À l’auberge de la Truite, tenue par ses parents, Malcolm, onze ans, voit passer de nombreux visiteurs. Tous apportent leurs aventures et leur mystère dans ce lieu chaleureux. Certains sont étrangement intéressés par le bébé nommé Lyra et son dæmon Pantalaimon, gardés par les nonnes du prieuré tout proche. Qui est cette enfant ? Pourquoi est-elle ici ? Quels secrets, quelles menaces entourent son existence ?Pour la sauver, Malcolm et Alice, sa compagne d’équipée, doivent s’enfuir avec elle. Dans une nature déchaînée, le fragile trio embarque à bord de La Belle Sauvage, le bien le plus précieux de Malcolm. Tandis que despotisme totalitaire et liberté de penser s’affrontent autour de la Poussière, une particule mystérieuse, deux jeunes héros malgré eux, liés par leur amour indéfectible pour la petite Lyra, vivent une aventure qui les changera pour toujours.

Je voulais le lire depuis un moment.
Cette sympathique préquelle est bien équilibrée, avec son intrigue propre même si les prémices des Royaumes du Nord y sont posées. Il y a d’ailleurs énormément d’élément intéressants, en rapport avec la saga.

Les personnages sont très sympas, avec de belles personnalités.
L’univers reste riche et les pointes de fantastique sont parfaitement intégrées.

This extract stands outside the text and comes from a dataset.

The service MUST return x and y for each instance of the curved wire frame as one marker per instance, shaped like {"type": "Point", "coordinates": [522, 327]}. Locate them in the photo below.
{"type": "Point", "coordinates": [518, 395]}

Le rythme y est à la fois tranquille et soutenu (oui, c’est étrange comme formulation, je sais, et pourtant c’est tout à fait ça : il se passe plein de choses mais malgré tout on prend le temps et l’intrigue principale n’est pas extrêmement fournie), avec un peu de suspense. Toutefois, après avoir pris le temps de dérouler l’histoire, le dénouement est bien trop rapide. D’un coup, pouf, tout est fini et forcément, c’est un peu frustrant…
Malgré ces petites faiblesses, La belle sauvage n’en reste pas moins un roman très agréable.